Karyn Real started practising the Korean martial art of taekwondo in 2007 and began competing in 2010. Real won her first major international medal at the 2018 World Poomsae Championships in Lima, where she claimed a bronze medal in the junior's individual traditional poomsae competition.

In 2013 and 2016, Real competed in several kyorugi competitions. She placed second in the cadets' 29 kg weight class at the 2013 US Open and third in the juniors' 42 kg weight class at the 2016 Canada Open.

At the 2019 Pan American Games held in Lima, Real won a bronze medal in the women's individual competition and, as part of the mixed team (consisting of five team members, at least two men and two women), reached first place in the seniors' freestyle competition.

Real participated in the 2022 World Championships in Goyang and reached fifth place in the women's Recognized Poomsae competition (ages 18 to 30).
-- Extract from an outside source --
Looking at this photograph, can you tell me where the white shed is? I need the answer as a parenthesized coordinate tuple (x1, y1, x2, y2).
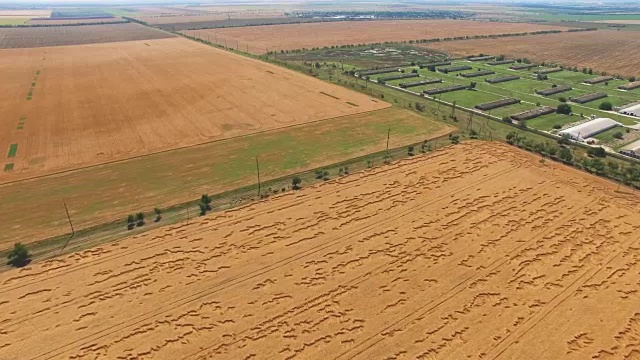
(619, 104, 640, 118)
(620, 139, 640, 159)
(558, 118, 621, 142)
She also competed in the pairs' competition alongside her brother Ryan Real, where the pair placed fifth as well.

At the 2023 World Beach Championships in Chuncheon, she and Ryan Real won the gold medal in the pair's traditional poomsae competition. She also placed third in the women's individual competition.

== Personal life ==

Real graduated from Massachusetts Institute of Technology in 2023.